Обсуждение: Failed test 'psql query died successfully after SIGQUIT'

Поиск
Список
Период
Сортировка

Failed test 'psql query died successfully after SIGQUIT'

От
Thomas Munro
Дата:
Hi,

Does anyone have any thoughts on why Travis CI might be failing
occasionally as shown below, but the build farm apparently doesn't?
It's not alien technology, it's just Ubuntu Linux running on a virtual
machine.  One thing that it does slightly differently is "make
-Otarget -j3 check-world" but I don't see why -j3 would break
something like that specifically, except perhaps by overloading the
system in a way that affects timing.  And yet we have all many of fast
and slow machines in the BF, so I don't know.

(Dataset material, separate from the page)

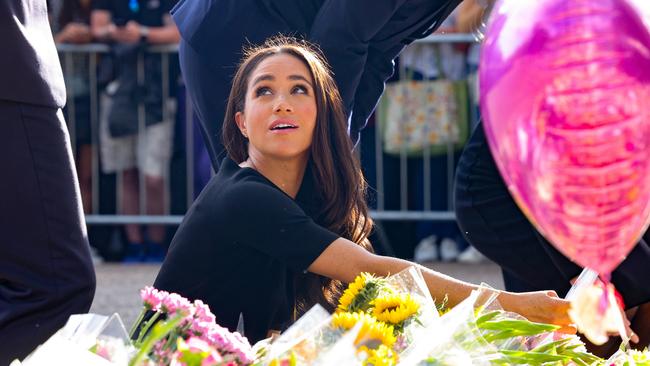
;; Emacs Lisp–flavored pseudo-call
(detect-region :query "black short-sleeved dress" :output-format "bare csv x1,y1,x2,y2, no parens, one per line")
153,158,339,342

https://travis-ci.org/postgresql-cfbot/postgresql/builds/334253917

t/012_subtransactions.pl ............. ok
# aborting wait: program timed out
# stream contents: >><<
# pattern searched for: (?^m:psql-connected)
#   Failed test 'monitor connected'
#   at t/013_crash_restart.pl line 95.
# aborting wait: program timed out
# stream contents: >><<
# pattern searched for: (?^m:WARNING:  terminating connection because
of crash of another server process|server closed the connection
unexpectedly)
#   Failed test 'psql query died successfully after SIGQUIT'
#   at t/013_crash_restart.pl line 110.
# aborting wait: program timed out
# stream contents: >>psql:<stdin>:3: WARNING:  terminating connection
because of crash of another server process
# DETAIL:  The postmaster has commanded this server process to roll
back the current transaction and exit, because another server process
exited abnormally and possibly corrupted shared memory.
# HINT:  In a moment you should be able to reconnect to the database
and repeat your command.
# psql:<stdin>:3: server closed the connection unexpectedly
# This probably means the server terminated abnormally
# before or while processing the request.
# psql:<stdin>:3: connection to server was lost
# <<
# pattern searched for: (?^m:WARNING:  terminating connection because
of crash of another server process|server closed the connection
unexpectedly)
#   Failed test 'psql monitor died successfully after SIGQUIT'
#   at t/013_crash_restart.pl line 119.
# Looks like you failed 3 tests of 18.
t/013_crash_restart.pl ...............
Dubious, test returned 3 (wstat 768, 0x300)
Failed 3/18 subtests
Test Summary Report
-------------------
t/013_crash_restart.pl             (Wstat: 768 Tests: 18 Failed: 3)
  Failed tests:  3, 5-6
  Non-zero exit status: 3
Files=13, Tests=134, 198 wallclock secs ( 0.10 usr  0.01 sys + 35.98
cusr 10.35 csys = 46.44 CPU)
Result: FAIL
Makefile:19: recipe for target 'check' failed

-- 
Thomas Munro
http://www.enterprisedb.com


Re: Failed test 'psql query died successfully after SIGQUIT'

От
Tom Lane
Дата:
Thomas Munro <thomas.munro@enterprisedb.com> writes:
> Does anyone have any thoughts on why Travis CI might be failing
> occasionally as shown below, but the build farm apparently doesn't?
> It's not alien technology, it's just Ubuntu Linux running on a virtual
> machine.  One thing that it does slightly differently is "make
> -Otarget -j3 check-world" but I don't see why -j3 would break
> something like that specifically, except perhaps by overloading the
> system in a way that affects timing.

Quite a few of us use -jsomething with make check-world, so I doubt
that that's an issue per se.  I have no idea what -Otarget means in
this context though, and neither does "info make".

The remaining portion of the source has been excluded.